🤖 AI Summary
This work addresses the challenge of rapidly distinguishing transient from persistent failures within sub-millisecond CPU budgets during continuous integration in distributed databases, to inform timely decisions on retrying or escalating errors. To this end, the authors propose SCOUT, a novel online classification framework that leverages strict causal features—such as pre-failure telemetry and historical execution data—and uniquely integrates lightweight state-aware scoring, optional sparse metadata, post-hoc probability calibration, and a posterior soft-correction mechanism. This design effectively mitigates temporal and cross-domain distribution shifts as well as label bias. Evaluated on a benchmark of 3,680 failure runs, SCOUT achieves an end-to-end P95 latency of 1.17 milliseconds in production deployment and has been successfully integrated into TiDB v7/v8 and GitHub Actions for large-scale metadata trace analysis.
📝 Abstract
Flaky failure triage is crucial for keeping distributed database continuous integration (CI) efficient and reliable. After a failure is observed, operators must quickly decide whether to auto-rerun the job as likely flaky or escalate it as likely persistent, often under CPU-only millisecond budgets. Existing approaches remain difficult to deploy in this setting because they may rely on post-failure artifacts, produce poorly calibrated scores under telemetry and workload shifts, or learn from labels generated by finite rerun policies. To address these challenges, we present SCOUT, a practical state-aware causal online uncertainty-calibrated triage framework for distributed database CI. SCOUT uses only strict-causal features, including pre-failure telemetry and strictly historical data, to make online decisions without lookahead. Specifically, SCOUT combines lightweight state-aware scoring with optional sparse metadata fusion, applies post-hoc calibration to support fixed-threshold decisions across temporal and cross-domain shifts, and introduces a posterior-soft correction to reduce label bias induced by finite rerun budgets.

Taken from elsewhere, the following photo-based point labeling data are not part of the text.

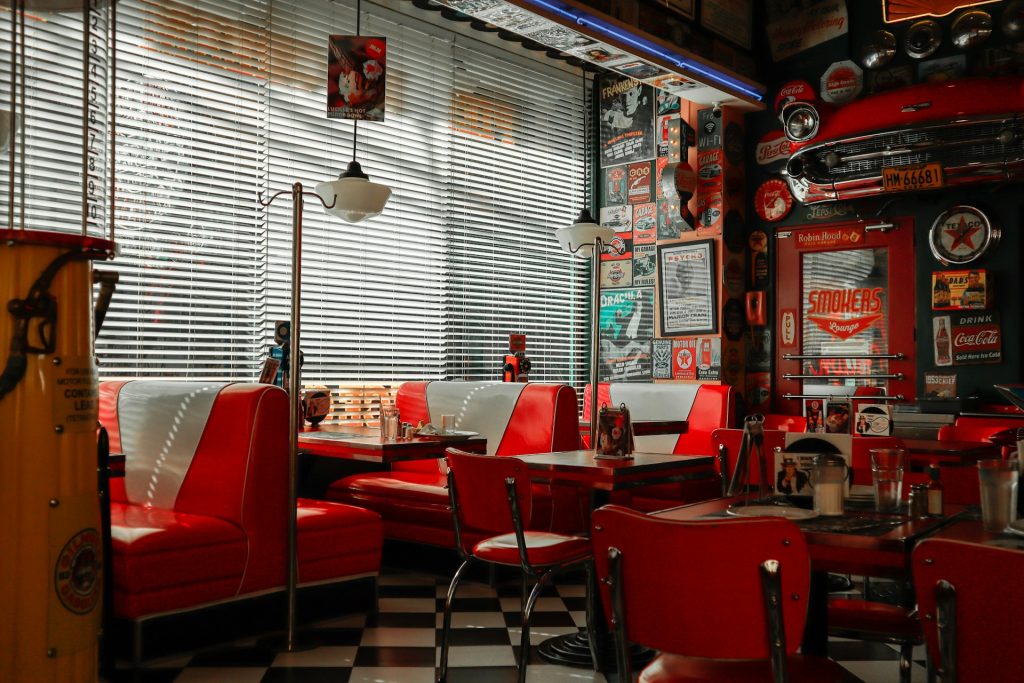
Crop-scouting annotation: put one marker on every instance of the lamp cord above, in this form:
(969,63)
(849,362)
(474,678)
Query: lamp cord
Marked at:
(586,143)
(358,27)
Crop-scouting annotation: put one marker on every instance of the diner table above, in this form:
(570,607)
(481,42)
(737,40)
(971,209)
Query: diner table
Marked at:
(601,476)
(328,453)
(861,542)
(923,452)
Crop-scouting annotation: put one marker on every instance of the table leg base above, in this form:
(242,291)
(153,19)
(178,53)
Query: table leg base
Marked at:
(573,650)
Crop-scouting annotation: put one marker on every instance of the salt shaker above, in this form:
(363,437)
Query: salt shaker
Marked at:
(918,501)
(389,428)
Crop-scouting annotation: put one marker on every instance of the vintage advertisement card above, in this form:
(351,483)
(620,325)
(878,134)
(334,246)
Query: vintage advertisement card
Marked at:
(356,77)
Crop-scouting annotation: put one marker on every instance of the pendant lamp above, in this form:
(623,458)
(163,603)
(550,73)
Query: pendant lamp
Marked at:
(586,239)
(351,196)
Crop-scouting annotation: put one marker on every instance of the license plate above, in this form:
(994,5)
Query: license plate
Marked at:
(903,178)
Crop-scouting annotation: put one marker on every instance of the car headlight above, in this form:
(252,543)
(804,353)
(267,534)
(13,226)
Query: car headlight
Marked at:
(800,121)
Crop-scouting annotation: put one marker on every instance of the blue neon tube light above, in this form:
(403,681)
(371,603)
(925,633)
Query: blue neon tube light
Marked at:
(647,46)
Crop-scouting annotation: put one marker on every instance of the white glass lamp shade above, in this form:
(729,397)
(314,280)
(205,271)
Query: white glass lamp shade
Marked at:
(579,238)
(353,196)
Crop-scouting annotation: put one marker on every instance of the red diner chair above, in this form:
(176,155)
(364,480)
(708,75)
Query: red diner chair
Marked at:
(971,609)
(722,599)
(492,497)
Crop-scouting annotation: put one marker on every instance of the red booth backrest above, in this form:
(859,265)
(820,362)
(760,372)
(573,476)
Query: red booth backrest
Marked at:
(705,407)
(515,418)
(236,470)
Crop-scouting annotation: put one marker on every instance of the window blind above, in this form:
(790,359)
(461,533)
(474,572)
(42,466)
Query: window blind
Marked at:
(482,147)
(517,174)
(192,120)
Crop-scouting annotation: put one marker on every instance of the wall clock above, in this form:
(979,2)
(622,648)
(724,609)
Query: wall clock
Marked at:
(962,235)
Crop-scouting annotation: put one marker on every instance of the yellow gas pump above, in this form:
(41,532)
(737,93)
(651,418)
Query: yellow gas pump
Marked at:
(52,564)
(57,218)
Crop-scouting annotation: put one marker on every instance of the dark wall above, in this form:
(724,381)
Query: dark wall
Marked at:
(999,54)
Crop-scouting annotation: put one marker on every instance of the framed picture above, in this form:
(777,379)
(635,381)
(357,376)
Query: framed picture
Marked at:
(732,19)
(684,7)
(686,289)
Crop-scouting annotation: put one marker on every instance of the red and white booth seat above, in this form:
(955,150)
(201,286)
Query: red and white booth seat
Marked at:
(515,418)
(705,408)
(201,516)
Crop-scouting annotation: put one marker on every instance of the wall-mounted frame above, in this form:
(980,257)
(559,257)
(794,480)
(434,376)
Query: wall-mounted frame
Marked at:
(686,289)
(686,8)
(732,19)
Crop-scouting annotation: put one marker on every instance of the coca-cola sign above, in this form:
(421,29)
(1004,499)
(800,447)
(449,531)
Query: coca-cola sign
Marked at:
(773,151)
(976,338)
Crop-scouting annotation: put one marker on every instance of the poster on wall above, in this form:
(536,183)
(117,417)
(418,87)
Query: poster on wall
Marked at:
(356,77)
(686,294)
(660,352)
(732,19)
(627,331)
(794,31)
(627,112)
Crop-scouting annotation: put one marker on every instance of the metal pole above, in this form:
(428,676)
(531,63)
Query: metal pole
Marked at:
(595,337)
(294,419)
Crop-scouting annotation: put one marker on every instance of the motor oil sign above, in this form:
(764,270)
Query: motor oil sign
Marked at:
(844,313)
(976,338)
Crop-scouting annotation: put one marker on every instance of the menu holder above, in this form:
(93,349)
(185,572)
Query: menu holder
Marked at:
(614,432)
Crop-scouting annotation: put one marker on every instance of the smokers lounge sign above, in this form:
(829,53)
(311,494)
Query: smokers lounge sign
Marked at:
(844,313)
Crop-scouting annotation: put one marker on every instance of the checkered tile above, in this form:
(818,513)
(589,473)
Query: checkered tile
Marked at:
(401,642)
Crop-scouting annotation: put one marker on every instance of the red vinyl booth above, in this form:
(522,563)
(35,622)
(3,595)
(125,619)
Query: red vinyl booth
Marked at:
(704,407)
(201,514)
(515,418)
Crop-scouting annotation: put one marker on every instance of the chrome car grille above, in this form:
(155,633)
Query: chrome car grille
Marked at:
(952,144)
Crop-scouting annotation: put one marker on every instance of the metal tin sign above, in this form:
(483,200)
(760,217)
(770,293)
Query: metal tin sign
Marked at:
(614,185)
(976,338)
(962,235)
(660,356)
(683,359)
(772,152)
(787,324)
(638,183)
(794,91)
(616,273)
(709,130)
(829,238)
(644,223)
(842,82)
(772,201)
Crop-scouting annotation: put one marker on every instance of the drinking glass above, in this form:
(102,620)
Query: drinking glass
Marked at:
(389,424)
(998,493)
(887,477)
(448,423)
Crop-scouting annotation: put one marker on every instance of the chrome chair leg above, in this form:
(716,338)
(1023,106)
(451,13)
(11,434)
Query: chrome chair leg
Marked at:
(446,624)
(527,609)
(905,662)
(591,615)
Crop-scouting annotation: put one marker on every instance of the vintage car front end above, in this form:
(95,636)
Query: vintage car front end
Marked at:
(925,136)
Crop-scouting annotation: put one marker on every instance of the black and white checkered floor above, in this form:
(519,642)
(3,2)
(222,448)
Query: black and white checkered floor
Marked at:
(400,643)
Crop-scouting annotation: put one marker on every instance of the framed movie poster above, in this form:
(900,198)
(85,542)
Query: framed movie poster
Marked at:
(732,19)
(627,111)
(686,289)
(356,77)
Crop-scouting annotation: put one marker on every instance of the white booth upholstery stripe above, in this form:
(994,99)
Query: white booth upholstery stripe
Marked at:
(161,427)
(655,401)
(485,406)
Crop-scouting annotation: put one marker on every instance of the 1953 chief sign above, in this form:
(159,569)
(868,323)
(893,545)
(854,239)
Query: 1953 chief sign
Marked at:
(925,136)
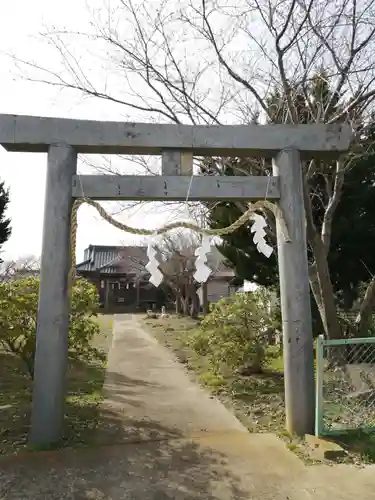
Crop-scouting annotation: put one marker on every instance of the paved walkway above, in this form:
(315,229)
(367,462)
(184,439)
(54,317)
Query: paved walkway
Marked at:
(178,443)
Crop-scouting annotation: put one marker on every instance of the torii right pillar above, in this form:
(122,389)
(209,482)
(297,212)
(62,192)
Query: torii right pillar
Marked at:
(295,297)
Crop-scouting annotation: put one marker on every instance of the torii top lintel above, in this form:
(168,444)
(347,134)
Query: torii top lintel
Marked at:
(36,134)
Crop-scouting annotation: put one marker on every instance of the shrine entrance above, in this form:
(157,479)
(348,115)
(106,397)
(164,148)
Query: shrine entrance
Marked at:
(64,139)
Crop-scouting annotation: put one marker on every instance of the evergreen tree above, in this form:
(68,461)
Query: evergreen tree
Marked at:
(352,257)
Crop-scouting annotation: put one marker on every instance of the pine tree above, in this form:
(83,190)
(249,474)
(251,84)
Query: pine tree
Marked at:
(351,258)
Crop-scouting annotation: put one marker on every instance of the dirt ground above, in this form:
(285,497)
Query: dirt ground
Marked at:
(177,442)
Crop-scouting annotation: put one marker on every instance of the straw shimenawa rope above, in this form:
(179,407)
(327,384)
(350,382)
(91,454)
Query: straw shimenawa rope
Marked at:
(253,207)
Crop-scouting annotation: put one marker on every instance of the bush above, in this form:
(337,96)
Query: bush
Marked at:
(18,319)
(235,333)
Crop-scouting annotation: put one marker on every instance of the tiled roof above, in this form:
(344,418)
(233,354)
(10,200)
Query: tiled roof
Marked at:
(114,259)
(132,259)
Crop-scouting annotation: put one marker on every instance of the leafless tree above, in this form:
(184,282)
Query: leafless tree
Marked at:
(25,266)
(212,62)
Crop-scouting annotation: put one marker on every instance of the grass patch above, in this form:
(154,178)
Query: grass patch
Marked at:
(84,395)
(258,400)
(360,445)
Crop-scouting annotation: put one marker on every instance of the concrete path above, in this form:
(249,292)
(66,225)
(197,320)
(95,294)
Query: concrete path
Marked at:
(178,443)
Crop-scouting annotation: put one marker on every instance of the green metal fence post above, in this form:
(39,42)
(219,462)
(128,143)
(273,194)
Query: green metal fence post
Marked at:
(319,372)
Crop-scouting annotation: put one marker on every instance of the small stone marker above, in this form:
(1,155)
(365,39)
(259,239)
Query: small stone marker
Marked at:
(323,449)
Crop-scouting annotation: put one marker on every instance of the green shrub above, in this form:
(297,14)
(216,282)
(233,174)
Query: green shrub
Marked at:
(235,333)
(18,319)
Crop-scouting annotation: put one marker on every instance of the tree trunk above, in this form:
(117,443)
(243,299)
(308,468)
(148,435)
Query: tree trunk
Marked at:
(194,311)
(178,302)
(321,286)
(365,312)
(205,305)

We evaluated SCOUT on a benchmark of 3,680 labeled failed runs, including 462 flaky positives, and 62 telemetry/context features. Further, we studied the feasibility of SCOUT on TiDB v7/v8 and a large GitHub Actions metadata-only trace. The experimental results demonstrated its effectiveness and usefulness. We deployed SCOUT in the production environment, achieving an end-to-end P95 latency of 1.17 ms on CPU.